OF/BY/FOR

OF/BY/FOR
The American Museum of the Cuban Diaspora, Miami, FL
Eight Preeminent Cuban-American Artists Create Site Specific Installations at The Cuban for Miami Art Week
The new American Museum of the Cuban Diaspora, known affecionately as The Cuban, is back with another special exhibition for Miami Art Week 2017. This year, The Cuban has flung open the doors of the creative process, inviting the public to witness eight world-renowned artists engaged in a full-scale takeover of its galleries and public spaces. The show, titled OF/BY/FOR, opened to the public on Friday, December 1st, and will unveil the completed installations at its official opening on Sunday, December 10th.

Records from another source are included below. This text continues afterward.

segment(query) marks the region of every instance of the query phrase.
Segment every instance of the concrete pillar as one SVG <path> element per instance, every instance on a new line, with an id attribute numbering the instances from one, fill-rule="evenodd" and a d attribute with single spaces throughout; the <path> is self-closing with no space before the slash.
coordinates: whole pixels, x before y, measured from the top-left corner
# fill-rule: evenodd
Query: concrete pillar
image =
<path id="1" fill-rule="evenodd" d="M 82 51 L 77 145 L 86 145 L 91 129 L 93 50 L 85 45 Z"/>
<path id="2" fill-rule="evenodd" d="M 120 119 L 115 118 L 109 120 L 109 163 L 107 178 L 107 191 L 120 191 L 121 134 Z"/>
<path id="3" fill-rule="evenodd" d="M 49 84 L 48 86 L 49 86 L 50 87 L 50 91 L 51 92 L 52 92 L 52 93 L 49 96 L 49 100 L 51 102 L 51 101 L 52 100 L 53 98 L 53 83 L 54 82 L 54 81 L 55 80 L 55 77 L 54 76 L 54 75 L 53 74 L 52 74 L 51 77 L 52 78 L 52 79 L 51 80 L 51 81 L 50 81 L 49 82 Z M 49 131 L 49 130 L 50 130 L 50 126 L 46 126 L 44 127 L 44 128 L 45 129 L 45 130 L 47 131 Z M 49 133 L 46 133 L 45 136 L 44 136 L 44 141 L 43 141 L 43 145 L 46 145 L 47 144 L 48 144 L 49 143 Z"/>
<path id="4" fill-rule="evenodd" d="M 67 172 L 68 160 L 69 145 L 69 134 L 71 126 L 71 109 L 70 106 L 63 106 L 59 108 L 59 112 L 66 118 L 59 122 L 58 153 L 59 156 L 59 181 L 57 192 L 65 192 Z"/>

Through these works, visitors will drift through the clouds on playground swings dangling from the rafters, stumble upon a fleet of children’s toys transformed into metaphors for transition and displacement, investigate a mysterious garden shed with a dark secret lurking inside, and ponder the curious connection between a house in Havana and an efficiency in Hialeah.

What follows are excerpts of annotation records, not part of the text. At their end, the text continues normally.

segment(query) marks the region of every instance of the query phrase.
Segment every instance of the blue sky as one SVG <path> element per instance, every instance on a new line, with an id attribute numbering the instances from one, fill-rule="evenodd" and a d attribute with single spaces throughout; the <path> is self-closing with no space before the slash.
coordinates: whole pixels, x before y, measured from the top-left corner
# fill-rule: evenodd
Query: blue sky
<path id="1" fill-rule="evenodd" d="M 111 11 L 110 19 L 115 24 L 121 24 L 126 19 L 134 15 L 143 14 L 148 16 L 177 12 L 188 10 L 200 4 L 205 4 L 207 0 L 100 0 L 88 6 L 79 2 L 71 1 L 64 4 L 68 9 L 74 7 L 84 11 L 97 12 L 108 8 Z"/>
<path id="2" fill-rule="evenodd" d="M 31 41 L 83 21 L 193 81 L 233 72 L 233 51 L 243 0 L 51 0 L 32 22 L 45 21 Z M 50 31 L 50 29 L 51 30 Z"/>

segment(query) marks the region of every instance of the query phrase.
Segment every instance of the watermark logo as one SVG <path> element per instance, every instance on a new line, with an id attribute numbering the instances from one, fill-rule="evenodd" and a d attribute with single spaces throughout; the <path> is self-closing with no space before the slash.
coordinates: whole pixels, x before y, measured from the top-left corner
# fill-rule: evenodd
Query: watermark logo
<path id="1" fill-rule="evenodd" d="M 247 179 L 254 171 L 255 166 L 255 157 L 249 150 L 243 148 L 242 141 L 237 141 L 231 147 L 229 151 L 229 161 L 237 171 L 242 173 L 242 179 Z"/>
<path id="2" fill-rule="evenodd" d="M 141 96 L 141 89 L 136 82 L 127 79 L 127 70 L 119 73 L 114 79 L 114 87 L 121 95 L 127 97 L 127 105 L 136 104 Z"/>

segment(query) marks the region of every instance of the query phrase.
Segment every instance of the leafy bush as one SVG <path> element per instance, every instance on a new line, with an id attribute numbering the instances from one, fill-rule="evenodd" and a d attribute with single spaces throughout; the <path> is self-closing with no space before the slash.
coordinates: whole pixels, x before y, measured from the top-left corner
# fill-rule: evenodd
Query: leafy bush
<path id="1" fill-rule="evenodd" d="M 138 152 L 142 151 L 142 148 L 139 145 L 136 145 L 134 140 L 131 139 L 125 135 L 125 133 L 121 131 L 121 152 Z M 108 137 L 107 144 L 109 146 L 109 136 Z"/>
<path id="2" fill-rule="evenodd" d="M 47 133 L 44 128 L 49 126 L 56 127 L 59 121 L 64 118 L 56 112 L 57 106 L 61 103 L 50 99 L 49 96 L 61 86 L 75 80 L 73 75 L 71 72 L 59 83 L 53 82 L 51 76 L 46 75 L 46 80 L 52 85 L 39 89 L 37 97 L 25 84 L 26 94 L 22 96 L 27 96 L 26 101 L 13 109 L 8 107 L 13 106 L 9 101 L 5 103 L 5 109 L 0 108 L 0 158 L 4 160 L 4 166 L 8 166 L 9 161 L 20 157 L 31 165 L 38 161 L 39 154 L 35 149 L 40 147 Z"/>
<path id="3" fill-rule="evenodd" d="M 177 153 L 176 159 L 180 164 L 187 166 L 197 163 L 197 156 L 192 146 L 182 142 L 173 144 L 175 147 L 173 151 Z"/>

The exhibition’s title, OF/BY/FOR, invokes Abraham Lincoln’s famous description of American government as a government “of the people, by the people, and for the people,” and succinctly sums up what The Cuban is all about.
With installations by Luis Cruz Azaceta, José Bedia, María Brito, Florencio Gelabert, Jillian Mayer, Ernesto Oroza, César Trasobares, and Juana Valdes, OF/BY/FOR is bound to be a standout offering on this year’s jam-packed slate. Public hours are 12 PM - 8 PM, Monday through Saturday, and 12 PM - 4 PM on Sundays, from December 1st - December 10th. The completed exhibition opens on December 10th, and will remain on view weekends only until March 11th, 2018.

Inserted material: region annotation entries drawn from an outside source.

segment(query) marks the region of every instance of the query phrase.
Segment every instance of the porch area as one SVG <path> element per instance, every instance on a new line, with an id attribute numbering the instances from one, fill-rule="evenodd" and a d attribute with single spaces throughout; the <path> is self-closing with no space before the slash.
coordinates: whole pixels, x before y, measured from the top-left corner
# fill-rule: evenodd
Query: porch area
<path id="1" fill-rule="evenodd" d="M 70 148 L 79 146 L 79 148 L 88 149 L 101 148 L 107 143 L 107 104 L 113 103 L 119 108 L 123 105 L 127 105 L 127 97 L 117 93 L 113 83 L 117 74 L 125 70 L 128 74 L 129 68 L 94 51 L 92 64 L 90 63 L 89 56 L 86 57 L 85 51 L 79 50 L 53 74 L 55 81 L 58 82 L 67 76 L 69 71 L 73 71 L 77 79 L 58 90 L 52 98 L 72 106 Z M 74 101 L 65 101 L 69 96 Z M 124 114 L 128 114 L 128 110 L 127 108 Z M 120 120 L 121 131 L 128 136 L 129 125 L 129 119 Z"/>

Over the past ten years Valdés has examined the history of trade, its links to our colonial past and how its influences carry over into our current global markets. This examination of using bone china as a material, a European resource whose history is appropriated from Asia and exported to the Americas as a commodity for trade, forms the foundations for the East–West in Reversed photographs series which include Single Drawn Line/Drummer, Imperil China and Untitled_(made by Unknown). These works encompass a series of photographs juxtaposing fine bone china housewares along with wooden, brass or copper hand crafted works. The images weave narratives of cultural hybridity, modes of production, and one’s role in multiple cultures. I use the work as a medium to identify my multi-ethnic identity and as a means to subvert the modern conception of value in High Art and/or Fine Art in the Visual Arts. Using mass-produced ceramic ornaments from all over the world as ethnic and religious identification signs that carry the aesthetic value of the social class collecting them, these images construct narratives of colonization intertwined with social and historical periods, art movements, and modes of production. These artworks question how aesthetic value is ascribed, modes of power are sustained, how the value of the labor is assigned along race lines and resources are exploited to produce commercial goods.
The installation within OF/BY/FOR incorporates three bodies of work that interrelated Juana Valdés' research on the China Trade, the development of globalization and world markets spur by the eighteenth-century trade conducted by the Dutch (VOC) and the British (The East India Company) from China, Japan, Africa and trade with the Colonies in the Americas. The work examines the colonial legacy inherently in the dynamic of trade which is still apparent in the housewares, decorative objects, and chinaware being produced today.